For each entity type in a dataset, you can configure additional values to detect, and values to exclude.
You might add values that Textual does not detect because, for example, they are specific to your organization or industry.
You might exclude a value because:
Textual labeled the value incorrectly.
You do not want to redact a specific value. For example, you might want to preserve known test values.
Note that for a pipeline that redacts files, you cannot exclude or add specific values.
In the entity types list, the add values and exclude values icons indicate whether there are configured included and blocked values for the entity type.
When added or excluded values are configured, the corresponding icon is green.
When there are no configured values, the corresponding icon is black.
From the Custom Entity Detection panel, you configure both added and excluded values for entity types.

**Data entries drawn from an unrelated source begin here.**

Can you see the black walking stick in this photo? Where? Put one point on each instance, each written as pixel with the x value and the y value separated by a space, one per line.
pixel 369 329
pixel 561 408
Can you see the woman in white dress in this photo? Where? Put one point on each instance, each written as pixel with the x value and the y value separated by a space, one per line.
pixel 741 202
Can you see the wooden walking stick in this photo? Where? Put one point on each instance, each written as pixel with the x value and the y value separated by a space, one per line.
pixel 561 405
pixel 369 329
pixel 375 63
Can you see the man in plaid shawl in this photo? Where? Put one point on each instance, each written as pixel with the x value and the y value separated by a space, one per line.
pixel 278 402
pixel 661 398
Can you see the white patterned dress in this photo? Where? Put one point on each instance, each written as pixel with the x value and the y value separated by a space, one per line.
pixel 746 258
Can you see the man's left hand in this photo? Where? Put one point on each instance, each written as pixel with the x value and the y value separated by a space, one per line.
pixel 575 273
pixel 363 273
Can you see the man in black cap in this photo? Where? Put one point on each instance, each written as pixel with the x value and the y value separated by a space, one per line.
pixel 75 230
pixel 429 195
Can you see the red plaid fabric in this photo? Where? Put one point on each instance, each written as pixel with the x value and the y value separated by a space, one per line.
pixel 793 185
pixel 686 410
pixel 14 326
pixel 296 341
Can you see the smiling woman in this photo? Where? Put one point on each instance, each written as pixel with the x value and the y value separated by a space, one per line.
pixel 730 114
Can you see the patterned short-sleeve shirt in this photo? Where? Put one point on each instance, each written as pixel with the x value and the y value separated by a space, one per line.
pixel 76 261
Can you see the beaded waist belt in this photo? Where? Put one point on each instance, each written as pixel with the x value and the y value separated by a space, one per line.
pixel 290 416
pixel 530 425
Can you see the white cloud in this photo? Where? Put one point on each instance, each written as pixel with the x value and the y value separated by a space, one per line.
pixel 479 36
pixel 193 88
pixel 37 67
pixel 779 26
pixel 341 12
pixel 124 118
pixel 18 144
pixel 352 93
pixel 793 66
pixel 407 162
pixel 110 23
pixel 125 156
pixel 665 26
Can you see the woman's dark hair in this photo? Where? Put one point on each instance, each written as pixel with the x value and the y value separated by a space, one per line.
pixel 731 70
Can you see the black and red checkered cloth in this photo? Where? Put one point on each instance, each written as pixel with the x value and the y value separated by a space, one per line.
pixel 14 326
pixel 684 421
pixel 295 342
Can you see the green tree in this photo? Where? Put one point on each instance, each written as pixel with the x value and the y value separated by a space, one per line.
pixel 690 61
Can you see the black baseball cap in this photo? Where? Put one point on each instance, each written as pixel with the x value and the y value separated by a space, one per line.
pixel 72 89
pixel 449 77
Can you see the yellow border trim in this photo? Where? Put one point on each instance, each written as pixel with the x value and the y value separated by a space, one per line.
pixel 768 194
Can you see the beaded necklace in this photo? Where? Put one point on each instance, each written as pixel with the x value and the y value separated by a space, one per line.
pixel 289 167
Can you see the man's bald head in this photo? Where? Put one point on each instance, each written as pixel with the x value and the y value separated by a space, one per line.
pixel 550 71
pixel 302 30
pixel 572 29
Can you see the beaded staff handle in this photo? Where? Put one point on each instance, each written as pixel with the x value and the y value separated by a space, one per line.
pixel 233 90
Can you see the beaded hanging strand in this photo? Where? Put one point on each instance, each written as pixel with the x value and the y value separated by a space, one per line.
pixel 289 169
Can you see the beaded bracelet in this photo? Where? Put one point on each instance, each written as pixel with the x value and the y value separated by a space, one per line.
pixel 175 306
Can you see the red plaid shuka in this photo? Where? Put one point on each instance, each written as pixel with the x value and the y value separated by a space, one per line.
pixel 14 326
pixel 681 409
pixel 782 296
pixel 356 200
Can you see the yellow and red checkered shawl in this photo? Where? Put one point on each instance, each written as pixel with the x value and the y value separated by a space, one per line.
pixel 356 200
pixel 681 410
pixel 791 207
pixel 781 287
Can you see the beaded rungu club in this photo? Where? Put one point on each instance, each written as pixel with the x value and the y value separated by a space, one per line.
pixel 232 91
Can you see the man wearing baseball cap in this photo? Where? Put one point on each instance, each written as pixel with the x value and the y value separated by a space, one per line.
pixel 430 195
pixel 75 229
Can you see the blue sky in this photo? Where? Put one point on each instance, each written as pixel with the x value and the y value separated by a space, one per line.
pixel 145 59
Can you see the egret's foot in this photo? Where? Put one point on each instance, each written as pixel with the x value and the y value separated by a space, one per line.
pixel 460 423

To display the panel, either:
Click the add values or exclude values icon for an entity type
In the word count panel, click Custom Entity Detection
The panel contains an Add to detection tab for added values, and an Exclude from detection tab for excluded values.
The entity type dropdown list at the top of the Custom Entity Detection panel indicates the entity type that you are configuring added and excluded values for.

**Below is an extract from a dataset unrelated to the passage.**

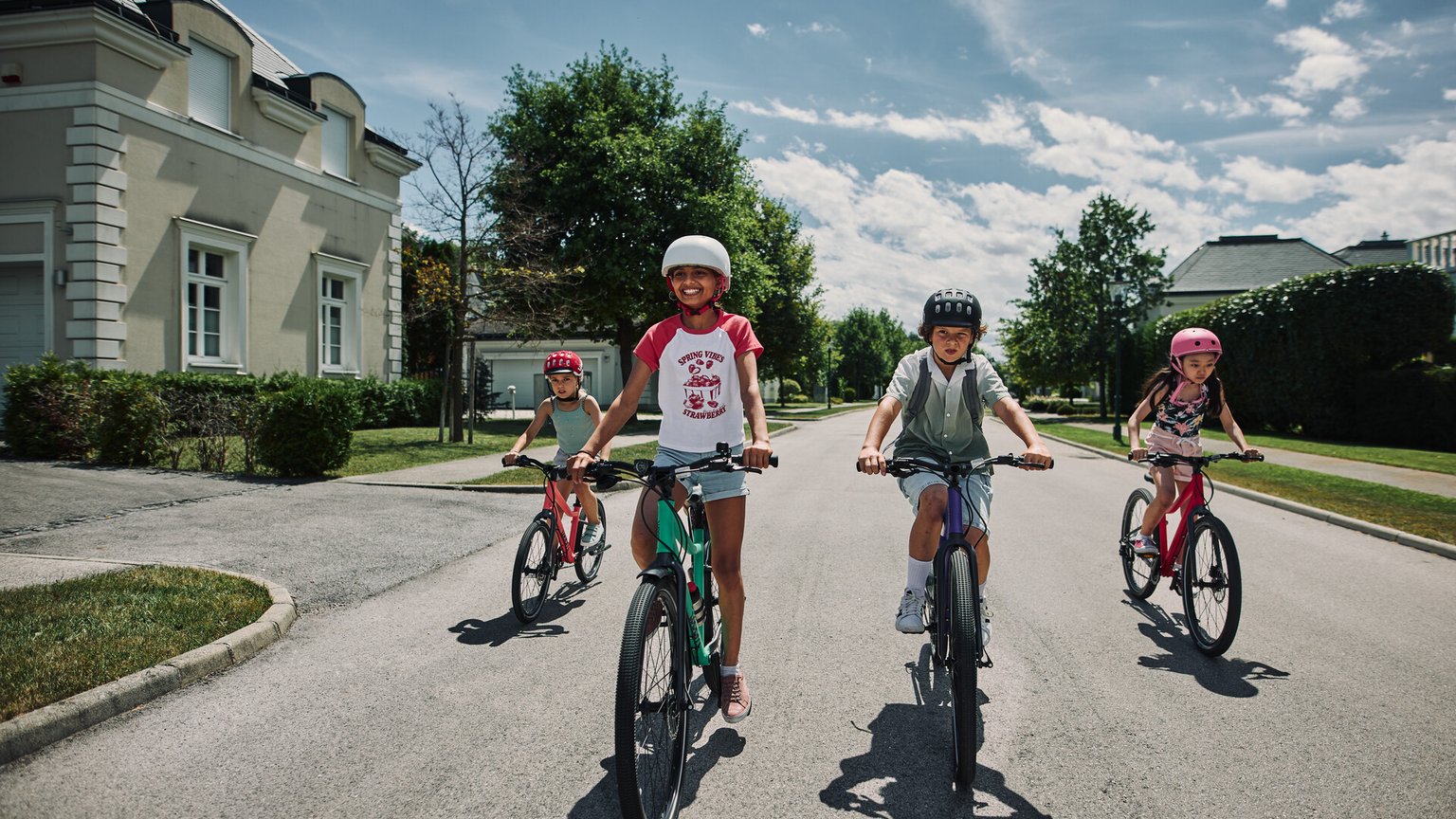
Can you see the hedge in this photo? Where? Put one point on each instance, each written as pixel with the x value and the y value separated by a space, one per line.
pixel 1318 355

If you display the panel from an add values or exclude values icon, then the initial selected entity type is the entity type for which you clicked the icon. To configure values for a different entity type, select the entity type from the list.
If you display the panel from the Custom Entity Detection option, then there is no default selection. You must select the entity type.
On the Add to detection tab, you configure the added values for the selected entity type.
Each value can be a specific word or phrase, or a regular expression to identify the values to add. Regular expressions must be C# compatible.
To add an added value:
Click the empty entry.
Type the value into the field.
To edit an added value:
Click the value.
Update the value text.
For each added value, you can test whether Textual correctly detects it.
To test a value:
From the Test Entry dropdown list, select the number for the value to test.
In the text field, type or paste content that contains a value or values that Textual should detect.
The Results field displays the text and highlights matching values.
To remove an added value, click its delete icon.
On the Exclude from detection tab, you configure the excluded values for the selected entity type.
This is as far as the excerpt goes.